Plans for a 1.7 mi promenade on Flushing Bay were approved by Queens Community Board 7 in 1987, but were delayed due to a lack of funds. In 1994, a Key House Appropriations subcommittee authorized the money for the U.S. Army Corps of Engineers (USACE) to study dredging the Flushing Bay near where the dike was built. The measure of this plan was drafted by Rep. Thomas J. Manton and was aided by Rep. Nita Lowey. The Port Authority of New York and New Jersey sought final approval during the summer of that year from the City Council to build the $41-million safety overrun on a 20 acre landfill. The USACE subsequently allocated $2.7 million toward a feasibility study for a cleanup. In 1999, the Parks Department negotiated a deal with the New York City Department of Environmental Protection. This plan was also to build a 28.5-million-gallon sewer overflow tank under the river to relieve flooding in the area. A redesigned, refurbished Flushing Bay promenade began that May. Though the promenade was reopened in 2001, its "rotten egg" smell remained.

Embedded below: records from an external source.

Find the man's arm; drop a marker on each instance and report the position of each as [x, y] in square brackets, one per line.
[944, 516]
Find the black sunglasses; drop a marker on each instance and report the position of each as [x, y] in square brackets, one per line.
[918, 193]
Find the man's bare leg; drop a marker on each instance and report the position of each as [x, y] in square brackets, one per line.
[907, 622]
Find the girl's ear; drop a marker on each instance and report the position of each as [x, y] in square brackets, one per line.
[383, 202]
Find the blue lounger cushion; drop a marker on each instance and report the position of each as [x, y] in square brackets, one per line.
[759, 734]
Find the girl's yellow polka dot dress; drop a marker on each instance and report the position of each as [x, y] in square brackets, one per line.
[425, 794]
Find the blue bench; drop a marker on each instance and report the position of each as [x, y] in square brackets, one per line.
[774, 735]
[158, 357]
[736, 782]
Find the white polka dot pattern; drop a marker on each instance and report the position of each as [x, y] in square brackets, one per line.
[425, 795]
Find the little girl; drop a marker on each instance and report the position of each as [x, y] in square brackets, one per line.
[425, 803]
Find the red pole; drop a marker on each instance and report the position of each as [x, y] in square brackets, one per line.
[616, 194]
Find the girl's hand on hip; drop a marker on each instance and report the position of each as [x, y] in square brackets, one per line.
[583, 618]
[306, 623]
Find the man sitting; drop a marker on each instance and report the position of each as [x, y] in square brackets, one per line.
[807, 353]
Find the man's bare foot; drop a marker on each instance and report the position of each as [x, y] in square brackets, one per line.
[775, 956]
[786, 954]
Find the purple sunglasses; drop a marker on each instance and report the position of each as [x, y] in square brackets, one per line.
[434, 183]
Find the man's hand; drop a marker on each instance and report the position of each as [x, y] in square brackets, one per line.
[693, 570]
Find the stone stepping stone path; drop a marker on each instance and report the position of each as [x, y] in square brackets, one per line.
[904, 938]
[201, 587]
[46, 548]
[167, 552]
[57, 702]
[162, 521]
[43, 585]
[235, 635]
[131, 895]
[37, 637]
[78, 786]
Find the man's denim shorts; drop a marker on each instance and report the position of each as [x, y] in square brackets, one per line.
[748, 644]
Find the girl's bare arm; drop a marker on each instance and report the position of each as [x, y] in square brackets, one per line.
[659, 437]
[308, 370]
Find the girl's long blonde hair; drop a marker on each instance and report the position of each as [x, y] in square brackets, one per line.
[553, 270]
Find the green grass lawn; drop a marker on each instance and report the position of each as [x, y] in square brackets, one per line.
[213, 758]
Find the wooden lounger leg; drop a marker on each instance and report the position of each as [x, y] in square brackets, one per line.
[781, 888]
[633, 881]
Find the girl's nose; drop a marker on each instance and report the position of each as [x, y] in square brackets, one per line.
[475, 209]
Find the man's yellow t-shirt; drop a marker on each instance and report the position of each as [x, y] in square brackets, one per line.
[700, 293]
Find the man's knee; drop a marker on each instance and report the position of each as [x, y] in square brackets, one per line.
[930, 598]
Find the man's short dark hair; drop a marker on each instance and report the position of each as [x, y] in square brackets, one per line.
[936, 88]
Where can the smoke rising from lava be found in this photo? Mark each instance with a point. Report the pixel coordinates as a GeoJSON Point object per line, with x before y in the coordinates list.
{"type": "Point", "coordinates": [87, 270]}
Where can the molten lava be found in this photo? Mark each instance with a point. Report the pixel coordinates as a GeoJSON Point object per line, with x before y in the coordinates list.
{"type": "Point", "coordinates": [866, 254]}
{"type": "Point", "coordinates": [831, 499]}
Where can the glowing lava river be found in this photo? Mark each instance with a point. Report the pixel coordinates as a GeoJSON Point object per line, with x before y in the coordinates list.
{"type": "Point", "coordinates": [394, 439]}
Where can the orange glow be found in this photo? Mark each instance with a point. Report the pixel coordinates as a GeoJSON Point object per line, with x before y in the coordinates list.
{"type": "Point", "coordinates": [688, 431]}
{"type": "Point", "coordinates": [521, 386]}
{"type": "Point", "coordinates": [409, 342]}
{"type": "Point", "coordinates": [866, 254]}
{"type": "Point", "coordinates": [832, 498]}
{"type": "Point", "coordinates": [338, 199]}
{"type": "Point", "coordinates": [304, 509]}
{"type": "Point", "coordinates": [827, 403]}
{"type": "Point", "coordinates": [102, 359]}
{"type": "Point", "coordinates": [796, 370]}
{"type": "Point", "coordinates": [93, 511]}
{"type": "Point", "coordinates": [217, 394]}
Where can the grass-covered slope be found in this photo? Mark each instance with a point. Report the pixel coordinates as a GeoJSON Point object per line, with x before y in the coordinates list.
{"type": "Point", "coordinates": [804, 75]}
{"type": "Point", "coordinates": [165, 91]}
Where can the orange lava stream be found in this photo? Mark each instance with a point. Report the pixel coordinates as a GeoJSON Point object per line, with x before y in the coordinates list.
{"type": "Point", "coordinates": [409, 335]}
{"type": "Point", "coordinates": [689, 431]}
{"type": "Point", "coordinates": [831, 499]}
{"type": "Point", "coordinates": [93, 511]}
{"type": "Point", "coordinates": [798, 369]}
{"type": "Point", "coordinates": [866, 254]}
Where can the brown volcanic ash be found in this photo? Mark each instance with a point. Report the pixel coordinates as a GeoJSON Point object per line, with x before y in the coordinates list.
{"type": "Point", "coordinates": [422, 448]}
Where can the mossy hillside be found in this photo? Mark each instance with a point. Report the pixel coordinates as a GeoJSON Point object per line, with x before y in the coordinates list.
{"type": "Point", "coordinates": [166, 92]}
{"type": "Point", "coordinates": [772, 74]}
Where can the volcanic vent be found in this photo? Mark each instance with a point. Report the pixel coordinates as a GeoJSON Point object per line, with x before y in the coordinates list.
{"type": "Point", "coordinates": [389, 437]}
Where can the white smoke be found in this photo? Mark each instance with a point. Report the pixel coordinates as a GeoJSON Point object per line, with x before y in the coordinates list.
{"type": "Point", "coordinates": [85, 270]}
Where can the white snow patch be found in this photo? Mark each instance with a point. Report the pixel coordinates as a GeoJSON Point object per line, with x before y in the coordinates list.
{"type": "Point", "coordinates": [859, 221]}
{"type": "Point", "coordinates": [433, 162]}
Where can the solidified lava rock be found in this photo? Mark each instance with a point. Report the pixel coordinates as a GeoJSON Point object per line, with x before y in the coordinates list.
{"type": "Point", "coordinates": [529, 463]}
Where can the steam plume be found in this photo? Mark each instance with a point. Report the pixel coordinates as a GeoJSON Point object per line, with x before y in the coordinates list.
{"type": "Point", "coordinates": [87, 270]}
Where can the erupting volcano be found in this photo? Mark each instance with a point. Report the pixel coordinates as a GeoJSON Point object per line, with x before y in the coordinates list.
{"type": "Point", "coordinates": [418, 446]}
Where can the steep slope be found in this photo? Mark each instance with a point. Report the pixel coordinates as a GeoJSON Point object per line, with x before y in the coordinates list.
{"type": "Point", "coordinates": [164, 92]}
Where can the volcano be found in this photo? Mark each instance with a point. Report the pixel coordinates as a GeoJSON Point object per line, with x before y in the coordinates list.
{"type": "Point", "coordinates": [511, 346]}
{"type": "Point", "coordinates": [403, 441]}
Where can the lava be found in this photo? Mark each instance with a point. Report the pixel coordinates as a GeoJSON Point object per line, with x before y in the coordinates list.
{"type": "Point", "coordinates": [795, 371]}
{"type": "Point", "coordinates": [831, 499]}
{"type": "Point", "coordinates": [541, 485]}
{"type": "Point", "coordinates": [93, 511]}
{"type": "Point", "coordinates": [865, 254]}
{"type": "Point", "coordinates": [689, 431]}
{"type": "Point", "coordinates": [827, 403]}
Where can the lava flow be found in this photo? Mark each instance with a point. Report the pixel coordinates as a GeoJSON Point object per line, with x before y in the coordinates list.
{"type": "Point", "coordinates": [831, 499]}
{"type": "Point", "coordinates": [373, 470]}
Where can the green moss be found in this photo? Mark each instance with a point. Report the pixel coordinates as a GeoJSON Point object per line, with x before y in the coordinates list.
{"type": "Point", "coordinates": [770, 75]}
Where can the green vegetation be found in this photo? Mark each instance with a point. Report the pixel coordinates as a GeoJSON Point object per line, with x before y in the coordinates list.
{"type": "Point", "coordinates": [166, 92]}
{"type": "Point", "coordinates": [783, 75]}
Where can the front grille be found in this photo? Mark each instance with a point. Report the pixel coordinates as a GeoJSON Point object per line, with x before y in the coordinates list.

Following repeated complaints about Flushing Bay's "rotten egg smell", a $47 million cleanup of the bay was announced in 2015. As part of the cleanup, a $15.4 million dredging project near the World's Fair Marina was undertaken in 2017. Also during the cleanup, old pilings were removed and replaced with wetlands, a project completed in mid-2018. The city also rebuilt sewer lines leading to the Bowery Bay Wastewater Treatment Plant in nearby Bowery Bay, reducing Flushing Bay's combined sewer overflows by about 225,000,000 gal per year.